BD is the diameter,so BAD = 90° (angle in a semicircle)

OAD = 180° - 90° - θ (angle sum in a triangle, and AOD is right angled since AO is perpendicular to CD)

= 90° - θ


Let the perpendicular from B to AO be E.
BAE = BAD - OAD = 90° - (90° - θ)
= θ

ABE is right angled triangle.


cos BAE = AE/AB = AE/4
So AE = 4 cosABE = 4cosθ

cos ADO = OD/AD = OD/9
So OD = 9 cosADO = 9cosθ

sin ADO = AO/AD = AO/9
So AO = 9 sinADO = 9sinθ

sin BAE = BE/AB = BE/4
So BE = 4 sinABE = 4 sinθ


Now,

BC = EO = AO - AE = 9 sinθ - 4 cosθ

CD = CO + OD = BE + OD = 4sinθ + 9cosθ

So perimeter = AB + BC + CD + AD

= 4 + (9sinθ - 4cosθ) + (4sinθ + 9cosθ) + 9
= 13 + 13sinθ + 5cosθ
(Shown)


The rest should be no problem

It took me quite some time to realise that the "vertical line" drawn from A is just a random arbitrary line. I tried very hard to prove that this vertical line is 90 degrees based on the facts of this question until I realised that it could not be done.

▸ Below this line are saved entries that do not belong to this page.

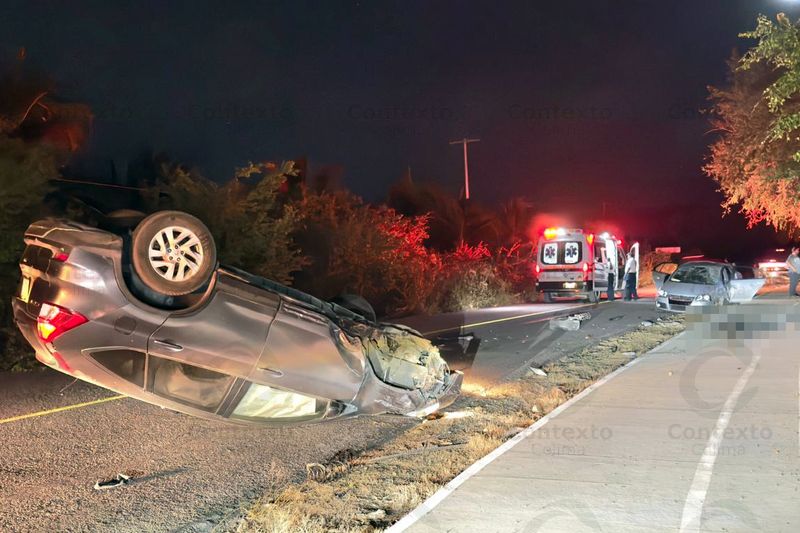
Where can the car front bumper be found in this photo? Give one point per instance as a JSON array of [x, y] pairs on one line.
[[679, 305]]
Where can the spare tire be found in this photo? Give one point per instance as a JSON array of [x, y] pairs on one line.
[[173, 253]]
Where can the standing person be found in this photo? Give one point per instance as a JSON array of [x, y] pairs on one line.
[[611, 281], [631, 269], [793, 264]]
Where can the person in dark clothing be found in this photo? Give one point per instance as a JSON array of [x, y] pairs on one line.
[[631, 270]]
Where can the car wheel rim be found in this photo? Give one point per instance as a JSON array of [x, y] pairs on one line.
[[175, 253]]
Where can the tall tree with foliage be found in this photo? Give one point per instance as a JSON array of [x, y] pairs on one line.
[[756, 158]]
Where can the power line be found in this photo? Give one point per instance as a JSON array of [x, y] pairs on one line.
[[465, 142], [99, 184]]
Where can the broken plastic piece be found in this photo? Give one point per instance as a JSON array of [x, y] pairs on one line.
[[121, 479]]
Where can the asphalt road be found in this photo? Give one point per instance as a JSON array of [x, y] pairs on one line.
[[702, 434], [59, 437]]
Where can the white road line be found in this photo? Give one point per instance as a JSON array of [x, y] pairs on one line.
[[693, 508], [437, 497]]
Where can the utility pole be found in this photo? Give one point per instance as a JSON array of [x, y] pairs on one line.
[[465, 142]]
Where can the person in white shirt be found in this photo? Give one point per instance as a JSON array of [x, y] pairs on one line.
[[631, 270], [793, 265]]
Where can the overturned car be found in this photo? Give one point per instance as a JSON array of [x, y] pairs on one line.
[[153, 316]]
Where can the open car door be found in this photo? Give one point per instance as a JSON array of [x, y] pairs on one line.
[[662, 271], [744, 290]]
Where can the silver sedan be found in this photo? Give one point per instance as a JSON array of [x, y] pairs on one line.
[[702, 283]]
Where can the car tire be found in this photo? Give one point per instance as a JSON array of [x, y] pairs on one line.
[[173, 253]]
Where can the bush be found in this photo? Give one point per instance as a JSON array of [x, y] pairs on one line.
[[365, 250], [469, 279]]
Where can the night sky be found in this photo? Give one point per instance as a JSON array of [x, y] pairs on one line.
[[575, 103]]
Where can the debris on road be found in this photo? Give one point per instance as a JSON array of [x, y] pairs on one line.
[[569, 323], [121, 479]]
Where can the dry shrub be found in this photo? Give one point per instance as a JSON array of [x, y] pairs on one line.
[[384, 484]]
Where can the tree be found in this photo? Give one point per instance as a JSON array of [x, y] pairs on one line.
[[251, 222], [756, 157], [367, 250]]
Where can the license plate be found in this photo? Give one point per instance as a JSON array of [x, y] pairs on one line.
[[25, 289]]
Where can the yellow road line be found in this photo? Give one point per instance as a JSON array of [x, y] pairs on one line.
[[60, 409], [506, 319]]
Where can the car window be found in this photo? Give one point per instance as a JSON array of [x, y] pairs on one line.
[[698, 274], [550, 253], [666, 268], [188, 384], [746, 272], [261, 402], [572, 252]]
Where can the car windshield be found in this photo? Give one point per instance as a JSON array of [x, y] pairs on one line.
[[698, 274]]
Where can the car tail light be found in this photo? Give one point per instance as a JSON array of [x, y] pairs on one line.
[[54, 320]]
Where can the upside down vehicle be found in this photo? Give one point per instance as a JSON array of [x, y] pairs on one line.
[[150, 314]]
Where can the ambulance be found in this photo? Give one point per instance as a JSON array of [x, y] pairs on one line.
[[573, 264]]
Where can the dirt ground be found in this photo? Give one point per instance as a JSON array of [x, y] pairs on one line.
[[368, 490]]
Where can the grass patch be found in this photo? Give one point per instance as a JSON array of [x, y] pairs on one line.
[[370, 490]]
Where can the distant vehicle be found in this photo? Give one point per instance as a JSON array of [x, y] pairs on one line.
[[704, 282], [571, 263], [153, 316], [773, 267]]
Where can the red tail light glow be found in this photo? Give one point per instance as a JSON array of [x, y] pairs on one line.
[[54, 320]]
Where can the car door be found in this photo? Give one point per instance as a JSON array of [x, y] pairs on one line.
[[743, 289], [662, 271], [226, 335], [600, 266]]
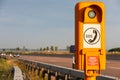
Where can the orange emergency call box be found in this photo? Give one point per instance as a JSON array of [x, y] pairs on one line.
[[90, 52]]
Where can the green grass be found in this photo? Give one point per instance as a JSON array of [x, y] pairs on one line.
[[4, 69]]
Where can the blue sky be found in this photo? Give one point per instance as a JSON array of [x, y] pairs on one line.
[[41, 23]]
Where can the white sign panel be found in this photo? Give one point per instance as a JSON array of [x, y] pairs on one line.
[[91, 36]]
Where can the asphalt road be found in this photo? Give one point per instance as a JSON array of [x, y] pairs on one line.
[[112, 68]]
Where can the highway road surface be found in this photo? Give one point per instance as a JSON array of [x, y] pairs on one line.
[[112, 69]]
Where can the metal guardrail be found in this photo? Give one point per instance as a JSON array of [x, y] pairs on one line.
[[58, 72], [17, 73]]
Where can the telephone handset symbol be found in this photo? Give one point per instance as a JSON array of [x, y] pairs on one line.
[[95, 37]]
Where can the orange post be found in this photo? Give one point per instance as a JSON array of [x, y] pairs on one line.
[[90, 52]]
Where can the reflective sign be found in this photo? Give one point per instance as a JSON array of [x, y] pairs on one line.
[[92, 36]]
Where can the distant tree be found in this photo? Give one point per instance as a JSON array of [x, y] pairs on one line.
[[17, 48], [56, 48], [47, 48], [52, 48], [3, 49], [44, 49], [41, 49], [68, 48]]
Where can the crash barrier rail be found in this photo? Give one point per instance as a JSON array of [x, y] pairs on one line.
[[17, 73], [58, 72]]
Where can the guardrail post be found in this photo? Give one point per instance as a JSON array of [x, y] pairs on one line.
[[49, 75]]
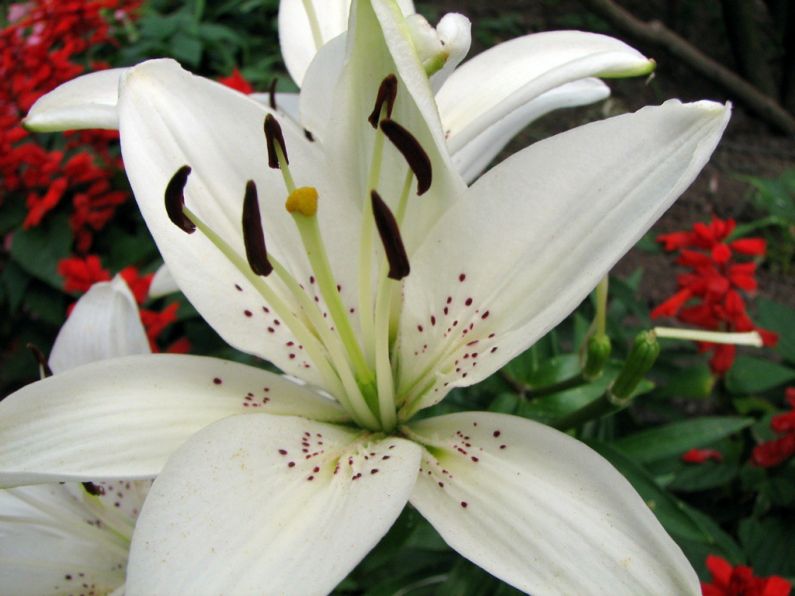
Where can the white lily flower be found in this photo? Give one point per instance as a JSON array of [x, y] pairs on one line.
[[267, 485], [72, 538], [482, 105]]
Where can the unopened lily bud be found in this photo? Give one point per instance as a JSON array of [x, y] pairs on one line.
[[596, 356], [640, 360]]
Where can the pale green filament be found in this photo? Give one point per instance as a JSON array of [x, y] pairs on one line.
[[316, 252], [351, 399], [314, 349], [366, 248], [314, 24]]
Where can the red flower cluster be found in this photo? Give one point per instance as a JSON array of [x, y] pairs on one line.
[[709, 295], [699, 456], [81, 273], [773, 453], [39, 50], [740, 581]]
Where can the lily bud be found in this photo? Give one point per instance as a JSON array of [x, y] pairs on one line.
[[596, 356], [640, 360]]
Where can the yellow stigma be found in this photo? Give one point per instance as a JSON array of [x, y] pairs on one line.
[[303, 200]]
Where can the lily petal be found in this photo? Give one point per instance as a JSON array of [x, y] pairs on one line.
[[542, 511], [104, 324], [259, 504], [50, 544], [502, 79], [169, 118], [379, 45], [83, 424], [298, 44], [89, 101], [473, 158], [586, 195]]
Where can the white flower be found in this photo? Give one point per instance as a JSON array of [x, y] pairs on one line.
[[392, 283], [482, 105], [73, 538]]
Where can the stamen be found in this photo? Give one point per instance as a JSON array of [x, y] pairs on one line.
[[387, 93], [253, 235], [175, 200], [44, 368], [272, 93], [412, 151], [390, 237], [274, 136], [303, 200]]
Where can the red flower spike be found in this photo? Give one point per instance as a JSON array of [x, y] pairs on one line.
[[708, 295], [237, 82], [80, 274], [740, 581], [749, 246], [699, 456]]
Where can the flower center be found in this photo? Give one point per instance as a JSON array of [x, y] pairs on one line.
[[358, 367]]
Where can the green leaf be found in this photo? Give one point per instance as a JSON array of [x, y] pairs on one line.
[[38, 250], [769, 543], [754, 375], [698, 477], [671, 440], [781, 319]]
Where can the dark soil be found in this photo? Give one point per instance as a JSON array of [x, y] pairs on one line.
[[749, 147]]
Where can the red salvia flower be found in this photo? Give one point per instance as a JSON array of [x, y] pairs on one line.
[[740, 581], [44, 45], [709, 295], [237, 82], [770, 454], [699, 456]]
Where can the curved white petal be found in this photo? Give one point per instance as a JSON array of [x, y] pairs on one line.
[[542, 511], [493, 84], [51, 543], [229, 513], [473, 158], [455, 34], [89, 101], [286, 103], [298, 44], [104, 324], [123, 418], [534, 235], [319, 84], [163, 283], [170, 118]]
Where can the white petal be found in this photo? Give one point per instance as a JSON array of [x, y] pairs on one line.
[[489, 87], [163, 283], [455, 33], [123, 418], [104, 324], [229, 514], [295, 34], [379, 45], [534, 235], [169, 118], [51, 544], [89, 101], [473, 158], [542, 511], [286, 103]]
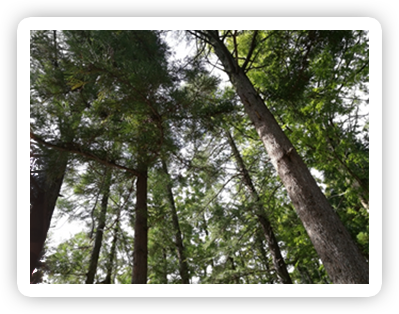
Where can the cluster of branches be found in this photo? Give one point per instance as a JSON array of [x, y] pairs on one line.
[[167, 170]]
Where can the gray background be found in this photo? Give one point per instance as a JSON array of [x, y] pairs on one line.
[[15, 12]]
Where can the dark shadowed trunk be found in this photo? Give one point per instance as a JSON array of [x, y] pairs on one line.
[[272, 243], [140, 252], [340, 255], [111, 256], [105, 188], [183, 267], [45, 190]]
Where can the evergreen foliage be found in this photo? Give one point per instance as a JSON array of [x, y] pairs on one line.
[[142, 147]]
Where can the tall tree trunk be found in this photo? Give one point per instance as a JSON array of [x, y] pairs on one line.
[[278, 260], [140, 253], [341, 257], [44, 194], [100, 227], [183, 267]]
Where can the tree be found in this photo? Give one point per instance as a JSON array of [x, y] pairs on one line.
[[340, 255]]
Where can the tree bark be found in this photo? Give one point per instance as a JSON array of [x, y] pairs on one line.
[[278, 260], [111, 257], [44, 194], [340, 255], [100, 228], [183, 266], [140, 253]]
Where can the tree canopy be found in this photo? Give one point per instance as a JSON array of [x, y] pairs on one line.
[[176, 178]]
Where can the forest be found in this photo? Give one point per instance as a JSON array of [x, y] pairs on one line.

We have no choice but to assume that this line drawn from A is perpendicular to CD.

This line and the one from B to it was drawn by the student himself with pencil. The question would expect one to draw a line from A to CD such that it is perpendicular to CD. No assumption needed since the line isn't given by the question. Assumption is only needed if question gave the line without specifying the angle or if it was perpendicular.

By doing that, he was actually going in the right direction. It's surprising that he didn't know how to carry on from there.

I had not realised that it was a pencil marking. The other condition, “BD is a diameter”, is crucial to this question.